PREGI E DIFETTI: le tartarughe palustri sono animali robusti, con un’aspettativa di vita che può arrivare a 30 anni, si adattano bene a vivere all’aperto in laghetti artificiali anche in inverno e costano relativamente poco, sia come acquisto, sia come mantenimento. Per contro, da adulte richiedono molto spazio, arrivando anche a 30 – 40 cm di diametro. Possono divenire abbastanza aggressive, e il terracquario o il laghetto necessario ha un costo iniziale di allestimento che può essere rilevante. E’ necessario osservare una scrupolosa igiene dopo averle toccate o aver toccato l’acqua che le ospita, perché possono essere vettori di salmonella, e se non tenute in ottime condizioni igieniche in brevissimo tempo sporcano l’acqua, che assume un odore sgradevole.

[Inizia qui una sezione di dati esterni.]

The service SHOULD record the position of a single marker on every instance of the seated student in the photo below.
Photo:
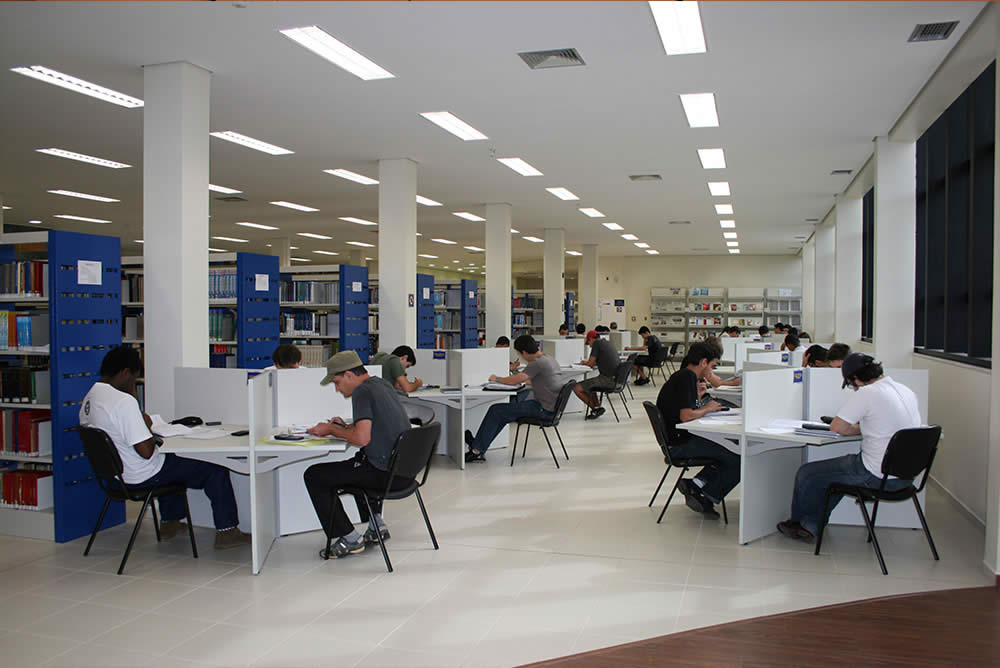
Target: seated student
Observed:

Il TERRACQUARIO: Le tartarughe palustri non vivono propriamente nell’acqua, e nemmeno sulla terra ferma, ma nel tratto di bagnasciuga tra le due. Va da sé che questa parte del terracquario deve essere quindi molto estesa, e che contenitori privi della parte di “spiaggia” non siano idonei a queste specie. Il contenitore deve essere correlato alle dimensioni della tartaruga, mentre la profondità dell’acqua deve essere circa il doppio della lunghezza massima del carapace. Essendo rettili, le tartarughe variano il loro metabolismo al variare della temperatura ambientale. E’ necessario posizionare nell’acqua un termo riscaldatore da acquario e una lampadina riscaldante, posizionata sopra l’isoletta, nella porzione asciutta del terracquario. Il termo riscaldatore deve essere settato in modo che la temperatura possa variare da circa 27 °C durante il giorno, a 21 °C durante la notte, anche se sarebbe bene informarsi per le temperature specifiche da specie a specie. Va inoltre protetto, in modo che la tartaruga non possa arrivare a diretto contatto con questo, rischiando ustioni, evenienza abbastanza frequente. La lampadina riscaldante va tenuta ad almeno 15 cm di distanza dal carapace per lo stesso motivo. Si deve fornire anche una lampadina UVB per rettili, anche questa posta a circa 15 cm dalla tartaruga, sopra la parte asciutta del terracquario. La lampada UVB è assolutamente necessaria per evitare patologie come la MOM (Malattia Osteo Metabolica), e deve essere sostituita ogni sei mesi circa. Si può fornire un ritmo giorno notte di 12 ore. Il fondo del terracquario, nonché tutti i materiali utilizzati, devono essere abbastanza grandi da non poter venire ingeriti dalle tartarughe. Durante l’estate, il terracquario può essere spostato all’esterno, togliendo i mezzi riscaldanti e la UVB. Ovviamente è assolutamente necessario fare in modo che  le tartarughe possano avere un riparo dal sole, mettendo all’ombra metà del terracquario.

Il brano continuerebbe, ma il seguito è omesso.